Ю. Б. Юшкин высказал предположение о том, что Есенин сознательно дал персонажу имя Мартин, [512] вспоминая свою революционно-подпольную деятельность в годы учебы в Московском городском народном университете им. А. Л. Шанявского (1913–1914), когда был знаком с М. Ф. Богоявленским, Г. Н. Пылаевым, Валерьяном Наумовым, Петром Цельминым и Мартином Ивановичем Лацисом. Мартин Иванович Лацис – это большевистская кличка партийного деятеля по имени Ян Фридрихович Судрабс (1888–1938), участника революции 1905–1907 гг. в Латвии, Октябрьской 1917 г. в Петрограде, члена коллегии ВЧК в 1918–1921 гг., председателя Всеукраинской ЧК в 1919 г., директора Института народного хозяйства им. Г. В. Плеханова в Москве с 1932 г., необоснованно репрессированного и реабилитированного посмертно. [513]

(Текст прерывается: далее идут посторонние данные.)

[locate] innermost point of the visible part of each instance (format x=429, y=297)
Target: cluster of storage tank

Показательно, что тематику детства в послереволюционные годы Есенин открывает с момента зарождения будущего ребенка, ориентируясь при этом на христианскую терминологию, переосмысливая ее на новый лад. Так, строка из «Кантаты» (1918) «Новые в мире зачатья » (IV, 286) перекликается с такими названиями, как Зачатьевский монастырь в Москве, день Зачатия Девы Марии и подобными.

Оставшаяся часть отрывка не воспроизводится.